According to the above-described embodiment, the commercial power system 2 and the solar cell 10 are connected to the relay 2 when the operation is stopped.
Since it is cut off in triplicate by the inverter 4, the inverter main circuit 22, and the thyristor 21, the DC component does not overlap the commercial power system 2, and the reliability of interconnection protection can be improved.

According to the above-described embodiment, the characteristics of the solar cell 10 are measured at the start of daily operation even when the constant input voltage control is performed in order to simplify the processing during the steady operation. The operation is performed under the optimum conditions regardless of the temperature difference due to the temperature difference, and the power generation capacity of the solar cell 10 can be maximized throughout the year.

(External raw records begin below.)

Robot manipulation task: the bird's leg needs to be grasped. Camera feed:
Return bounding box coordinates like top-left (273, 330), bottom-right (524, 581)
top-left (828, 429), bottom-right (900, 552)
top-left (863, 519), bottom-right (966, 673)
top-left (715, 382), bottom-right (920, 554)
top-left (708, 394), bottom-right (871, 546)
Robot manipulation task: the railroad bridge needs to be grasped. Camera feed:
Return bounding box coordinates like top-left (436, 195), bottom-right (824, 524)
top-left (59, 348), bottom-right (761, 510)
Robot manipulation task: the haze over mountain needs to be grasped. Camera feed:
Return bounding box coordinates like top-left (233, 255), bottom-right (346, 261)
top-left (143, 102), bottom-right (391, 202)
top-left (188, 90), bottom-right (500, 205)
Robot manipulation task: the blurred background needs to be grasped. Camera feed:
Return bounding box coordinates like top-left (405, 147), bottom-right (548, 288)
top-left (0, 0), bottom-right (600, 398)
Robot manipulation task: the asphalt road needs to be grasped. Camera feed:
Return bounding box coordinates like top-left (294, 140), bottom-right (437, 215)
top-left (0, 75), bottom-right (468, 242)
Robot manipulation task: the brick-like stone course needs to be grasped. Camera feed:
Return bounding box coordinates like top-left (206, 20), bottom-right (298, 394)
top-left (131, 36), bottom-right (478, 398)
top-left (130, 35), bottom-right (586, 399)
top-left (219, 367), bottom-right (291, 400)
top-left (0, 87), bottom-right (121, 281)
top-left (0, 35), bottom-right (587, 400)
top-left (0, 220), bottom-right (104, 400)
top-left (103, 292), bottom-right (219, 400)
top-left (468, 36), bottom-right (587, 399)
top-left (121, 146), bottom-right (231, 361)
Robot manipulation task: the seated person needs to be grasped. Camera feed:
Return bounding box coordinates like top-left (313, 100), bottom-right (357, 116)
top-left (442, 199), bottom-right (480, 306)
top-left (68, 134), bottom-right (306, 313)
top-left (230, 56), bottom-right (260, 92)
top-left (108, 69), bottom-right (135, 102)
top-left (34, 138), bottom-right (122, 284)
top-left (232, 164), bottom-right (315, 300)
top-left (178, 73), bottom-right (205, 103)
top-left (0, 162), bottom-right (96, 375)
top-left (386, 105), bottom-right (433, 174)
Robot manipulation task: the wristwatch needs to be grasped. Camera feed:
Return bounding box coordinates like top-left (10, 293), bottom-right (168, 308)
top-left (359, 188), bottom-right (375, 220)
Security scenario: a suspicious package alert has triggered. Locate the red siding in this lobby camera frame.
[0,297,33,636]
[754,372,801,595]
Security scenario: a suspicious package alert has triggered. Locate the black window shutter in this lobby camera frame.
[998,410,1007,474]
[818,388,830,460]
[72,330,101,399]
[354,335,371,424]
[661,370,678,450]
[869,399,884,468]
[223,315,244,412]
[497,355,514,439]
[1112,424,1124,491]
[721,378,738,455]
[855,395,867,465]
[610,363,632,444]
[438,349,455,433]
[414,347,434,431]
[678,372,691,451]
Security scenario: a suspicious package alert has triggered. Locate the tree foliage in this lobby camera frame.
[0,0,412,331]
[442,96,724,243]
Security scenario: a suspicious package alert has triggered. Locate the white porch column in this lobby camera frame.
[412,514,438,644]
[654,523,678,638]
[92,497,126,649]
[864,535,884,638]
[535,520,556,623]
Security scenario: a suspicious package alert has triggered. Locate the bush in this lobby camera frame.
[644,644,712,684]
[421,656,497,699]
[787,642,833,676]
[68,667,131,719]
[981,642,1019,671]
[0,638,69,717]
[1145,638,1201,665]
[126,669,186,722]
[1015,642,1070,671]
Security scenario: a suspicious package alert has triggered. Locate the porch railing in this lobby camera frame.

In the above embodiment, the type of the solar cell 10 such as the amorphous type or the polycrystalline type is discriminated based on the measurement result of the output characteristics, and the amount of solar radiation and the amount of change in temperature are detected during the steady operation. Thus, the optimum operating point is predicted, and the operating point of the solar cell 10 is shifted from the current point to the predicted optimum operating point at once, so that the MPPT control can be speeded up.

In the above-described embodiment, the function of transferring the measured data of the output characteristic of the solar cell 10 to an external computer or the like, or the function of printing the output characteristic in the form of a graph is provided to facilitate the maintenance of the solar cell power source 1. Can be planned.

In the above embodiment, the commercial power system 2 may be used as the drive power source for the PWM control unit 25 and the microcomputer 26. A transistor may be used instead of the reverse blocking 3-terminal thyristor 21. Further, a soot start may be performed by hardware. In addition, the circuit configuration of the inverter 20, the control mode, the type and configuration of the solar cell 10, and the like can be variously changed in accordance with the gist of the present invention. The present invention can be applied to the solar cell power source 1 that is operated without the interconnection.

[0047]

According to the present invention, it is possible to speed up the transition to a steady operation state at the start of operation.

[Brief description of drawings]

FIG. 1 is a block diagram showing an overall configuration of a solar cell power source according to the present invention.

FIG. 2 is a circuit diagram of an inverter main circuit.

FIG. 3 is a block diagram showing a functional configuration of a PWM control unit.

FIG. 4 is a flowchart showing an outline of control contents of a microcomputer.

FIG. 5 is a graph showing an example of charging characteristics of a capacitor.

FIG. 6 is a graph showing an example of output characteristics of a solar cell and power characteristics corresponding thereto.

[Explanation of symbols]

 1 Solar Battery Power Supply 10 Solar Battery 20 Inverter (Power Control Device) C0 Capacitor

Claims (3)

[Claims] 1. A solar cell power supply having a solar cell and a power control device for controlling the output power of the solar cell, wherein the power control device has an output characteristic of the solar cell at the start of operation of the solar cell power supply. A solar cell power source, which is configured to measure the optimum operating point, detect the optimum operating point, set the optimum operating point as a control target, and perform power control. 2. A solar cell power source having a solar cell and an inverter, wherein the inverter is:
A capacitor in an uncharged state is connected to the solar cell, the charging current and the terminal voltage of the capacitor are sampled and stored, the optimum operating point of the solar cell is determined based on the sampling data, and the optimum operating point is calculated. A solar battery power source, which is configured to perform power conversion by setting a control target of input power. 3. The solar cell power source according to claim 2, wherein the inverter is configured to gradually bring the set value of the control target closer to the optimum operating point.